3. Cluster Composition

Some clusters were heavily enriched for centenarian-associated proteins, while others showed mixed composition. This heterogeneity suggests different biological processes contribute to longevity through distinct mechanisms.
4. Novel Associations
The embedding space revealed proteins that cluster with established longevity markers but haven't been previously studied in aging contexts.
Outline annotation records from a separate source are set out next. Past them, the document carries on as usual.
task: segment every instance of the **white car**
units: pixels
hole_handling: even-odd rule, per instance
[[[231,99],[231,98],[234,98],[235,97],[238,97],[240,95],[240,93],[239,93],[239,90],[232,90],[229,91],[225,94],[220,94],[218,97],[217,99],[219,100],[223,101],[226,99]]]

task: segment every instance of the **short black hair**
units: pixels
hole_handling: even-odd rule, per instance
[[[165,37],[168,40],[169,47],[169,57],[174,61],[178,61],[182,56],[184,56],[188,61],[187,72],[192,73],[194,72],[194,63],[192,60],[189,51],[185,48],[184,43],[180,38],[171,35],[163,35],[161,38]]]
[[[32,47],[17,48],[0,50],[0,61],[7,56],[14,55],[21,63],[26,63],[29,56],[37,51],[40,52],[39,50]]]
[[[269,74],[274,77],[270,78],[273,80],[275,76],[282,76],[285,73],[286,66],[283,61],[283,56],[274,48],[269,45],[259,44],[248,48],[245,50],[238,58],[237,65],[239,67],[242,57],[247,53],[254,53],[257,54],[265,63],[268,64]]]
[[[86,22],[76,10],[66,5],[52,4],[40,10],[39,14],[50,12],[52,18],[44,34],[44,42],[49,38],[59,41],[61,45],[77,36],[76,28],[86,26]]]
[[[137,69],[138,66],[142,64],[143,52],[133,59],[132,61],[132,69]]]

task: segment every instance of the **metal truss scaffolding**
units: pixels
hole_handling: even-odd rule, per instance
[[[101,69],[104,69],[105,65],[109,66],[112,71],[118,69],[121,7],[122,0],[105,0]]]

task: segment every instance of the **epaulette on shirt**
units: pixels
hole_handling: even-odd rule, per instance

These represent testable hypotheses for experimental validation.
What This Means for Longevity Research
AI-Driven Target Discovery Works This analysis demonstrates that protein language models can:
- Identify functional modules without supervision
- Validate known biology automatically
- Generate novel hypotheses for testing
Therapeutic Potential The identified proteins represent:
- Novel drug targets for age-related diseases
- Biomarkers for biological age
- Validation endpoints for longevity interventions
Scalable Approach This methodology generalizes to:
- Larger proteomics datasets (UK Biobank, etc.)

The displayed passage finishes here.